In dubio pro recuperação: o princípio em casos de empate na classe 4 da Lei 11.101/05
16 de outubro de 2024, 15h23

A Lei 11.101/05, que regula a recuperação judicial e falências, tem como pilar fundamental a preservação da empresa. Um dos debates que surgem no contexto da recuperação de empresas de pequeno porte e microempresas (classe 4 de credores) diz respeito ao critério a ser utilizado em situações de empate nas votações dos credores.
O princípio “in dubio pro recuperação” tem sido proposto como uma solução prática para esses casos, defendendo que, em situações de dúvida ou empate, a decisão favoreça a continuidade da empresa.
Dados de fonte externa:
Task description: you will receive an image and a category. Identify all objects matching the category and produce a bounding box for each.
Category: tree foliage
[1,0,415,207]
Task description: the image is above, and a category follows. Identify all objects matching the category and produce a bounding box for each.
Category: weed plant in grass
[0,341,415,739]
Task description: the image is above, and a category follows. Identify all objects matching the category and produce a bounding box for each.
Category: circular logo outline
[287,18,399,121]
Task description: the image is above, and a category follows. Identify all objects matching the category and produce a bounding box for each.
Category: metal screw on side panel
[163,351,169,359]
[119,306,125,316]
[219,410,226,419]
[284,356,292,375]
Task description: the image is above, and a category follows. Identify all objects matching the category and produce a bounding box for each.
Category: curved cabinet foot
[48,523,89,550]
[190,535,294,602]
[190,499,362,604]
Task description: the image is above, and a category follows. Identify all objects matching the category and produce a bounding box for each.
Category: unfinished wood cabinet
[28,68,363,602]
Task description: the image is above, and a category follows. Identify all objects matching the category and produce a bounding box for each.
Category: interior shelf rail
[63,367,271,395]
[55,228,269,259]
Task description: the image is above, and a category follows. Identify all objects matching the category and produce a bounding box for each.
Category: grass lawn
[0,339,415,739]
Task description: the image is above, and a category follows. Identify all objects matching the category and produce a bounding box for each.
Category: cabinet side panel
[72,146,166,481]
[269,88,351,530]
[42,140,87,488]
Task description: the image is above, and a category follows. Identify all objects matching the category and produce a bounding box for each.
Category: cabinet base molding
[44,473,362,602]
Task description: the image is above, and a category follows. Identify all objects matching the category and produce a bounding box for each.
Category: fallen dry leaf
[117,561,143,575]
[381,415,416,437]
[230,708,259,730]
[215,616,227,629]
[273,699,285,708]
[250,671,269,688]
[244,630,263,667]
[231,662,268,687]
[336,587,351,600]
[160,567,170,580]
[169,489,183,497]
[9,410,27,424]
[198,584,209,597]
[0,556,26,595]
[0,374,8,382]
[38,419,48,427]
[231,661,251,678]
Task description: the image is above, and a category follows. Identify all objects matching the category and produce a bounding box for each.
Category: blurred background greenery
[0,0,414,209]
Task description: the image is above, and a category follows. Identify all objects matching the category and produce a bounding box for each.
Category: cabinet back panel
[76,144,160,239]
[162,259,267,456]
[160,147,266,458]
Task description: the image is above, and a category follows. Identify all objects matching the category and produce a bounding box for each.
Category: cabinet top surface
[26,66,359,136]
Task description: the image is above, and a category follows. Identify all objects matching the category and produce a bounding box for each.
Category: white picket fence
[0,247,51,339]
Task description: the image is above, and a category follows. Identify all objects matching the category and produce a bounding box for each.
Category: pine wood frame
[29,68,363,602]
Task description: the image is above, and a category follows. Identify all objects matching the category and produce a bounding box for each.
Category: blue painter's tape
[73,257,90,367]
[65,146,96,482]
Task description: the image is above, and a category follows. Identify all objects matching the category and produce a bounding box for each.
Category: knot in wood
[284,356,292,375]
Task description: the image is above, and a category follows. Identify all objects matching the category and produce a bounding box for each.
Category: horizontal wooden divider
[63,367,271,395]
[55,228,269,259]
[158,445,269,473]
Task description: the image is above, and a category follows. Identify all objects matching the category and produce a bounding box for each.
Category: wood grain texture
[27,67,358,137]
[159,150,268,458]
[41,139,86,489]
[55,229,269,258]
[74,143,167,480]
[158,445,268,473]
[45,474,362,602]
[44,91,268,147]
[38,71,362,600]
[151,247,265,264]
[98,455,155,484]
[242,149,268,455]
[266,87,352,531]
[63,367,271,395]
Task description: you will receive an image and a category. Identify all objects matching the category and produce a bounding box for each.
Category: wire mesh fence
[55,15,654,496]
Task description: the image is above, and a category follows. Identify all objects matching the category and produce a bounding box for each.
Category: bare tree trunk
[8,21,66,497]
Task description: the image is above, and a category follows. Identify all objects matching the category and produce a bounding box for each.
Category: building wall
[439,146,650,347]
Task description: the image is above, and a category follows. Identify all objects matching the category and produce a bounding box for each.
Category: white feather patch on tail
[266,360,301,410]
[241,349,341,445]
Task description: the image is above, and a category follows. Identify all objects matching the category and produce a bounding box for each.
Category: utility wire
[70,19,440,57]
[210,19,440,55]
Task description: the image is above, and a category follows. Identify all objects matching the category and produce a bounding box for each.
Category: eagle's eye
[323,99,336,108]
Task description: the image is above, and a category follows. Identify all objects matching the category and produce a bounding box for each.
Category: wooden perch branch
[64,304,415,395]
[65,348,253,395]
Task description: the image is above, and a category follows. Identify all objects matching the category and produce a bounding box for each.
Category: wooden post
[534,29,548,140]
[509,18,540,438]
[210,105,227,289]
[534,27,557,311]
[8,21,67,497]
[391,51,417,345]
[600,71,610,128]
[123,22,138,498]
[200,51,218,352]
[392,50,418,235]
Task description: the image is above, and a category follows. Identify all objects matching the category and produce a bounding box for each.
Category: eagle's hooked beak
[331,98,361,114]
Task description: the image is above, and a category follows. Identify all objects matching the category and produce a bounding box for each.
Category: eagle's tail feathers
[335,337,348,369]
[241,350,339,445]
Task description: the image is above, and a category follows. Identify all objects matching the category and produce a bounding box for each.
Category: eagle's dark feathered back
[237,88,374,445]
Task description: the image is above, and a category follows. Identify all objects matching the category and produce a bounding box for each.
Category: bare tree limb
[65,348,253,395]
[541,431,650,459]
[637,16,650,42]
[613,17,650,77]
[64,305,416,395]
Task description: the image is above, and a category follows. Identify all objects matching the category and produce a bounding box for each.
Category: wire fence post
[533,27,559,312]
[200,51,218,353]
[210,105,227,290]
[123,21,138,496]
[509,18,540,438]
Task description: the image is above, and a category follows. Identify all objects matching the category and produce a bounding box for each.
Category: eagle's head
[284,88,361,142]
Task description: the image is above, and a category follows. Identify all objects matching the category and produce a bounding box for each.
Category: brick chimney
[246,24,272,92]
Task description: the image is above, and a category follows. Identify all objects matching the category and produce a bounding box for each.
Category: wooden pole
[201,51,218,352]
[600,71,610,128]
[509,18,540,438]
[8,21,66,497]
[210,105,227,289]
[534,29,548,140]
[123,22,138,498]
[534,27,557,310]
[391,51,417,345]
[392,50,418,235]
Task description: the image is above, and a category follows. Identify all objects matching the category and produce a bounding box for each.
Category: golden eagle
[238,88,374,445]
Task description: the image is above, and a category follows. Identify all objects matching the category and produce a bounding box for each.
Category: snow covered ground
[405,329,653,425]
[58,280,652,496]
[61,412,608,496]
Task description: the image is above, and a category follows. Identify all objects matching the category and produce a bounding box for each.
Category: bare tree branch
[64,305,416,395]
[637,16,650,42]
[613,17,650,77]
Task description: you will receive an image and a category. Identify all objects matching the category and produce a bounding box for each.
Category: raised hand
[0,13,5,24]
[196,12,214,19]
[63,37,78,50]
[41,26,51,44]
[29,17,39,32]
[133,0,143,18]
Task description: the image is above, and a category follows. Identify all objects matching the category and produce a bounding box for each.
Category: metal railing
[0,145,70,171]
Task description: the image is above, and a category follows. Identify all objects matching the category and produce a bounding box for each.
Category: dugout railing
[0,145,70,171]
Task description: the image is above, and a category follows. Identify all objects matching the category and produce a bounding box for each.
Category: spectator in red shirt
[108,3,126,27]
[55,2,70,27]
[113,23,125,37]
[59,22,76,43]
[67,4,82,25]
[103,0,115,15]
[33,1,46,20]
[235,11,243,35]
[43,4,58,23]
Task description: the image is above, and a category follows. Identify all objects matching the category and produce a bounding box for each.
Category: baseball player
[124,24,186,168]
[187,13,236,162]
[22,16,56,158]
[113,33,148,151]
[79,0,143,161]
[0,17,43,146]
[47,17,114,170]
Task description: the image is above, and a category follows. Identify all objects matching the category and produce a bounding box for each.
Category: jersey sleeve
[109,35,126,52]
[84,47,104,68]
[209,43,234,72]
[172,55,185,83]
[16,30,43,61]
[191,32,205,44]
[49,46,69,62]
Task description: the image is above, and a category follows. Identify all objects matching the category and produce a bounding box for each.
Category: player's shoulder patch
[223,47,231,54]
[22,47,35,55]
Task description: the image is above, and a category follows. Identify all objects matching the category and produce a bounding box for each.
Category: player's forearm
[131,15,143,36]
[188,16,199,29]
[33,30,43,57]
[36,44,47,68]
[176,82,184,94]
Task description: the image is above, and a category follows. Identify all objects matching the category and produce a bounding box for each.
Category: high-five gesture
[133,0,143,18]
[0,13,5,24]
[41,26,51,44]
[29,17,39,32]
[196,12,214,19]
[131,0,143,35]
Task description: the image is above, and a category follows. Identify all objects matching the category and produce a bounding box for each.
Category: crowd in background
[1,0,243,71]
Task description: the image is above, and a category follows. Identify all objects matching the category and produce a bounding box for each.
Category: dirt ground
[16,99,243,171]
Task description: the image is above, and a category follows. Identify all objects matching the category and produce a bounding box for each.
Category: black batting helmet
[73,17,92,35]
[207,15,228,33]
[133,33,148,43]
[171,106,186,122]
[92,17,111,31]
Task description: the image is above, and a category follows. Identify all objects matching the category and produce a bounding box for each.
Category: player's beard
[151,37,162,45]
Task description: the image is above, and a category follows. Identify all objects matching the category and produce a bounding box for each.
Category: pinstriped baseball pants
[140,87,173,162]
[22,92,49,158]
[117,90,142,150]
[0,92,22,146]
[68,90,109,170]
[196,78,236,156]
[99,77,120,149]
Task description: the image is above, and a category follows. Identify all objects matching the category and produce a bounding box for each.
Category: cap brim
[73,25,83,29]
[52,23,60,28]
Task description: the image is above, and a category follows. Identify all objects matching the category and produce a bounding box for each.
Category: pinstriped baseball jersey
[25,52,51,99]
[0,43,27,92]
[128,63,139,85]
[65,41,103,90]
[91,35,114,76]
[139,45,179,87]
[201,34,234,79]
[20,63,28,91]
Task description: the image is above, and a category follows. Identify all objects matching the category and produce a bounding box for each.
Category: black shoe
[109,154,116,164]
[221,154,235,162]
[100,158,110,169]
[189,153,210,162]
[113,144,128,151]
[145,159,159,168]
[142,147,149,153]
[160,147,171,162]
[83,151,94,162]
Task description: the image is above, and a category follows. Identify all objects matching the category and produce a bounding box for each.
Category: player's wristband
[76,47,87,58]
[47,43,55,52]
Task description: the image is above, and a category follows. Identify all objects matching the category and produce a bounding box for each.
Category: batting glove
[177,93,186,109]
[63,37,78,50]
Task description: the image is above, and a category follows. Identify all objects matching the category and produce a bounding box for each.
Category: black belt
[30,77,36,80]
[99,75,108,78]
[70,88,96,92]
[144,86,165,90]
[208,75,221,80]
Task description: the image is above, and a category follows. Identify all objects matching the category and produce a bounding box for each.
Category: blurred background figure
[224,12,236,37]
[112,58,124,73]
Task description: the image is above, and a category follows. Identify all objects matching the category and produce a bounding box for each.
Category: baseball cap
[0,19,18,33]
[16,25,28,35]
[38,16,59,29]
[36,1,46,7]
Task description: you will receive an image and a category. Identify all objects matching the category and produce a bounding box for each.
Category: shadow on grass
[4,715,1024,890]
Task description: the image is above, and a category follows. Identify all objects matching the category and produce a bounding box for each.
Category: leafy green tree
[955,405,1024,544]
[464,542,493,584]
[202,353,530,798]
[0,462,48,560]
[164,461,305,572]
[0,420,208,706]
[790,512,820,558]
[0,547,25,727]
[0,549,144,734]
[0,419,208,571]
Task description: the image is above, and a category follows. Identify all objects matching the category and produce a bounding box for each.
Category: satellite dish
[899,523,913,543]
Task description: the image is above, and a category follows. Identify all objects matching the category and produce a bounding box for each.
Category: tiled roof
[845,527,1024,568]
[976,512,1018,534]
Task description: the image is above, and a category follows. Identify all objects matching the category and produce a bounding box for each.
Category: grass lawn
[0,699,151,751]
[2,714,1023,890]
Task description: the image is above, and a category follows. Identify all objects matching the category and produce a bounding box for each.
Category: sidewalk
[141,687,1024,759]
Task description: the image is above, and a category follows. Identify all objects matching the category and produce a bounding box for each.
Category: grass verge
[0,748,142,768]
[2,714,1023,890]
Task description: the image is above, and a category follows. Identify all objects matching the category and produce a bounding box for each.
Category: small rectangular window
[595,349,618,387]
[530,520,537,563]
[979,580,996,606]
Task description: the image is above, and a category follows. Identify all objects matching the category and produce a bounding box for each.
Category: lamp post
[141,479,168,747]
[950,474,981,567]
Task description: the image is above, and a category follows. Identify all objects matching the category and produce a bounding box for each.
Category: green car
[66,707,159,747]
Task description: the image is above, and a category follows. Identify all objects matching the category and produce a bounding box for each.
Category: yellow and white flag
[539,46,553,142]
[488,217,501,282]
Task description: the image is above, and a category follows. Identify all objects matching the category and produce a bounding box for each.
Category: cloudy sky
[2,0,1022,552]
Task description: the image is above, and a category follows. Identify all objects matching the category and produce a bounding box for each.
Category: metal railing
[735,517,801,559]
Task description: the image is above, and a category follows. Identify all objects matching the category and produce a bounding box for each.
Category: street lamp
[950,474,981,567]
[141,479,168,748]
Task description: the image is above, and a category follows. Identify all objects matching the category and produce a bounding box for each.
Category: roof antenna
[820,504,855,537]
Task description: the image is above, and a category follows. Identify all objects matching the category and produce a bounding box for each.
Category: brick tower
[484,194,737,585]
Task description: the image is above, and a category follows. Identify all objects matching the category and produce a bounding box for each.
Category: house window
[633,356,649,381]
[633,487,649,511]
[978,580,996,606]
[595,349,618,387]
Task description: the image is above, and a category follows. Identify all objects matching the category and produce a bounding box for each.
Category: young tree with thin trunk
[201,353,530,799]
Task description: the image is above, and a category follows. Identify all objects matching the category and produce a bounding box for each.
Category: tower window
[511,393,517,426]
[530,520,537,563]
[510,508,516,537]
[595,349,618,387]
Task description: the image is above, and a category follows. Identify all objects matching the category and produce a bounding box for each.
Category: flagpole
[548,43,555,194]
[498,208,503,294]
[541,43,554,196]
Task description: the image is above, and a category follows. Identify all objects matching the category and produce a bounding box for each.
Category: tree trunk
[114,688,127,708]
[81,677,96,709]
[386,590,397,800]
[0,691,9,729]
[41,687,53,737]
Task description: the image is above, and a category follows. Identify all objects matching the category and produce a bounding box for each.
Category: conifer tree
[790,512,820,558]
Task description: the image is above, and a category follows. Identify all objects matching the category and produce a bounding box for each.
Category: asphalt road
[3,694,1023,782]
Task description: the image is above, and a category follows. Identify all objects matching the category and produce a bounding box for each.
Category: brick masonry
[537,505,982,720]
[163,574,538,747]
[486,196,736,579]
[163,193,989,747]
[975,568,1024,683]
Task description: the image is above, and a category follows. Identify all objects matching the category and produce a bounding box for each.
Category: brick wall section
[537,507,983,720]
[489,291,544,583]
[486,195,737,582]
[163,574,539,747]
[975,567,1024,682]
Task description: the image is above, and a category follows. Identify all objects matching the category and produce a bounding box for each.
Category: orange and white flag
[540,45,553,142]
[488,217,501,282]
Função social da empresa e a recuperação judicial
O artigo 170, III, da Constituição consagra a função social da empresa como um dos princípios fundamentais da ordem econômica. Esse princípio é reiterado no artigo 47 da Lei 11.101/05, que busca assegurar a superação de crises econômico-financeiras e a preservação de empregos, contratos e arrecadação tributária.
A relevância da função social é ainda mais evidente no caso de pequenas e microempresas. Tais empresas, ao entrarem em recuperação judicial, enfrentam desafios únicos, uma vez que possuem menos estrutura financeira para superar a crise. Assim, é essencial que os credores da classe 4, ao deliberarem sobre a aprovação do plano de recuperação, considerem a função social da empresa como um fator decisivo.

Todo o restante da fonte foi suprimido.